Sindbad corrió hasta las almenas y les hizo una señal para que fueran con él.

—¿No crees que podrían vernos desde las torres, capitán? —preguntó Radi.

—La muralla es demasiado grande para tenerla toda vigilada en tiempo de paz. No te preocupes por eso: las sombras son nuestras aliadas. Ahora, mirad los dos hacia fuera.

Yahiz apenas asomó la nariz por encima del muro y lanzó una exclamación de sorpresa:

—¡Es el barco del djinn! ¡Lo has encontrado, capitán!
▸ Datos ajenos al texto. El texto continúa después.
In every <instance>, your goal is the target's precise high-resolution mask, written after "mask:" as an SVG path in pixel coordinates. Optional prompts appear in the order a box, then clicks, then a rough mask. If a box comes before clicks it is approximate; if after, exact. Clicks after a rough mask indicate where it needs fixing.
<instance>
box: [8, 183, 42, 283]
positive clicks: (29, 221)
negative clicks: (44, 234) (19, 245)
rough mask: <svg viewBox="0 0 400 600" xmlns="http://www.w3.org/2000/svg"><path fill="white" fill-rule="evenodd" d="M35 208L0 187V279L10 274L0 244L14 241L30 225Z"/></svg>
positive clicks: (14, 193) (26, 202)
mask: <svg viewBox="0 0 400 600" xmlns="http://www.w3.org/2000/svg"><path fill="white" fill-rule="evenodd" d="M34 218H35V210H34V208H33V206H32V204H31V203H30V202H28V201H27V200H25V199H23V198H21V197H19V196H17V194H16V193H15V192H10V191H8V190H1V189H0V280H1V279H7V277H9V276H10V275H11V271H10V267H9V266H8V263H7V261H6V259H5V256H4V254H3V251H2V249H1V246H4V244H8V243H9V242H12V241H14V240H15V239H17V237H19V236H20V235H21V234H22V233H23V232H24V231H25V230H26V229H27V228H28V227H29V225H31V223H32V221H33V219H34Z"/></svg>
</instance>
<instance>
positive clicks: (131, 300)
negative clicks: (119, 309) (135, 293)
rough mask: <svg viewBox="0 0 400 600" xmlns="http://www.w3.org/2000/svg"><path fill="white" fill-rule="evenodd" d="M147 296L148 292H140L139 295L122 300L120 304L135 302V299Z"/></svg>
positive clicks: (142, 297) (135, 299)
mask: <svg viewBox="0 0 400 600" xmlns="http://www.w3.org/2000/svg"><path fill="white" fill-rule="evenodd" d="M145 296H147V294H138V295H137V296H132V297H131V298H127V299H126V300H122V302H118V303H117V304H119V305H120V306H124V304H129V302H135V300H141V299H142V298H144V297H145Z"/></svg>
A no mucha distancia, remontando la corriente del Tigris, había una curva con un remanso. Sindbad la conocía bien; algunos pescadores solían ir allí para ahorrarse el arancel del puerto. La nave de metal estaba atracada en ese meandro, tal y como había adivinado.

Radi se asomó también y entornó los ojos con odio.

—En ese barco está el hombre que asesinó a mi hermano —dijo entre dientes.

Sindbad lo obligó a volverse y a mirarle.

—Sí, pero si te he traído conmigo es porque a partir de ahora vas a hacer las cosas a mi modo. Solucionaremos este asunto juntos. ¿Está claro?

—Sí, capitán —dijo el muchacho bajando los ojos—. Será como tú dices.

—Muy bien, lo primero es encontrar la casa de esa mujer.